Nella prospettiva della Human-Machine Communication, infatti, l’interazione bambino-robot viene intesa come una forma di comunicazione, all’interno della quale i robot, in quanto media, entrano in una relazione comunicativa non semplicemente in funzione di canali comunicativi, ma come comunic-attori. Lo studio dell’interazione umano-robot si sposta quindi sui significati che vengono co-costruiti dagli umani e dalle macchine quando sono in relazione reciproca.
Dal punto di vista metodologico, l’approccio ai robot come media si caratterizza per l’osservazione delle pratiche in un contesto naturale, come il contesto domestico, anziché sperimentale. È questo l’approccio che ha orientato uno studio comparativo finanziato dall’Australian Research Council e condotto contemporaneamente in quattro paesi: Australia, Belgio, Gran Bretagna e Italia. La ricerca è stata finanziata dal Governo Australiano attraverso il programma di finanziamento Discovery Projects dell’Australian Research Council (Project: DP180103922). In Italia la ricerca è stata condotta da me insieme a Lorenzo Zaffaroni e Michela Seresini. In Australia, invece, è stata realizzata da Donell Holloway e Lelia Green, in Gran Bretagna da Jackie Marsh e in Belgio da Bieke Zaman.
Lo studio si fonda su una metodologia qualitativa child-centred e sul coinvolgimento dei genitori in qualità di co-ricercatori, a cui è stato richiesto di filmare le interazioni dei bambini con Cozmo nell’intervallo fra le due visite famigliari (4-6 settimane). Cozmo è un piccolo robot-giocattolo con caratteristiche umanoidi (occhi e voce) programmabile da app. La app permette ai bambini di guidare l’interazione con Cozmo sia attraverso una serie di attività pre-programmate (giochi e performance, attraverso cui Cozmo simula un essere umano o un animale), sia attraverso il coding di sequenze di attività e performance con il Code Lab.

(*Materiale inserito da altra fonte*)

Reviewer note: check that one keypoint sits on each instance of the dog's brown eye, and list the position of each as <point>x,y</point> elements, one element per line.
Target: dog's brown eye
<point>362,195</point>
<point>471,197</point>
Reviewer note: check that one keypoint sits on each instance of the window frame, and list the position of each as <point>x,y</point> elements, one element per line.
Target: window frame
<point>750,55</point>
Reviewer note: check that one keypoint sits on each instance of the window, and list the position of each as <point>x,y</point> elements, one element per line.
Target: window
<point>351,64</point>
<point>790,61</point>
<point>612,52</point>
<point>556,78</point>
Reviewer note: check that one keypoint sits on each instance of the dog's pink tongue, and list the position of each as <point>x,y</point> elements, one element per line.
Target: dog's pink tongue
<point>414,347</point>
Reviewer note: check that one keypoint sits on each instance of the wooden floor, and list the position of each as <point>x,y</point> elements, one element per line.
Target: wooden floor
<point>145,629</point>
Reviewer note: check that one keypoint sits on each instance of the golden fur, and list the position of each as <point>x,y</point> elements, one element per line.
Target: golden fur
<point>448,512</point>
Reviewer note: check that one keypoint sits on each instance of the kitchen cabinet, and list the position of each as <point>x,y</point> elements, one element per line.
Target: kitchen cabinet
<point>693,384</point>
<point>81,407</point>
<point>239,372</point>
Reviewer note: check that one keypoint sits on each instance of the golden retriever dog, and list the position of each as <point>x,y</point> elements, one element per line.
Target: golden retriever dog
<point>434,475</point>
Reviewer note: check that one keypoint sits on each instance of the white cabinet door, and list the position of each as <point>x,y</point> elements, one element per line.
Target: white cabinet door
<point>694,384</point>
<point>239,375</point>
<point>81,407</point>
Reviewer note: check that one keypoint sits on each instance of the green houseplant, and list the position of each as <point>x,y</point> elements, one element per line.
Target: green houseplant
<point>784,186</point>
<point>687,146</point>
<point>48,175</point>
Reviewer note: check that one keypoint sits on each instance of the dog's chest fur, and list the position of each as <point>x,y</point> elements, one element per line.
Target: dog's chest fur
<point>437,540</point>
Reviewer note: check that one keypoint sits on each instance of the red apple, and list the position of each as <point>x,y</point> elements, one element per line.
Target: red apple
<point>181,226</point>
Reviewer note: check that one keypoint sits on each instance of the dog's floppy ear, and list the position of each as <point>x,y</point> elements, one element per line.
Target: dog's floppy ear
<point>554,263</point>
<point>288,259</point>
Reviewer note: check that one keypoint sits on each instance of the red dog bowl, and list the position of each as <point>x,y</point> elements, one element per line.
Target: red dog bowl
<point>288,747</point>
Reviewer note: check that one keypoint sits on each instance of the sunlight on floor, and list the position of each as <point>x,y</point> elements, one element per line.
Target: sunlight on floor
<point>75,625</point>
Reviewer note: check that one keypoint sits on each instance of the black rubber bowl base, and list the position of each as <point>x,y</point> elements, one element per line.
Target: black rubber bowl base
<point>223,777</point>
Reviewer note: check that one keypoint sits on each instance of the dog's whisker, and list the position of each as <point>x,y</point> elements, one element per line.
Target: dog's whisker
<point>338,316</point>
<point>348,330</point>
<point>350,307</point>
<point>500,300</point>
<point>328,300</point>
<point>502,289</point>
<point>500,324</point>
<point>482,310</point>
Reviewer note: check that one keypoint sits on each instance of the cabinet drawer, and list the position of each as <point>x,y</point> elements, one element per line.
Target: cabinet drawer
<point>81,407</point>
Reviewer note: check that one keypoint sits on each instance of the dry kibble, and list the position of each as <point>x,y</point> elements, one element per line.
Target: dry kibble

Cozmo è costruito materialmente e discorsivamente (nella rappresentazione discorsiva sul sito) come un robot sociale, cioè capace di interagire con gli esseri umani su un piano emotivo. Fra i bambini partecipanti alla ricerca, infatti, Cozmo ha suscitato empatia e simpatia, come se fosse “il cucciolo di casa”: le attività preferite dei bambini erano proprio le attività di cura, cioè dare da mangiare al robot, coccolarlo, ecc. La dimensione sociale della robotica umanoide che Cozmo incarna, però, genera anche aspettative rispetto all’interazione bambino-robot che Cozmo spesso disattende. Quando l’interazione si inceppa per qualche motivo, tuttavia, i bambini e i loro genitori tendono ad attribuirsi la responsabilità di tali fallimenti, anziché identificarne la causa nei limiti tecnologici di Cozmo. Ad esempio, quando il riconoscimento facciale non funziona e Cozmo non si rivolge al bambino chiamandolo per nome, il bambino si chiede se sia perché ha cambiato pettinatura o montatura degli occhiali rispetto al momento in cui è stato eseguito il primo scan facciale. Gli immaginari mediali sulla robotica umanoide concorrono, quindi, implicitamente a rafforzare la convinzione di un robot potente a fronte di un umano che deve ancora imparare a interagire con le macchine senzienti.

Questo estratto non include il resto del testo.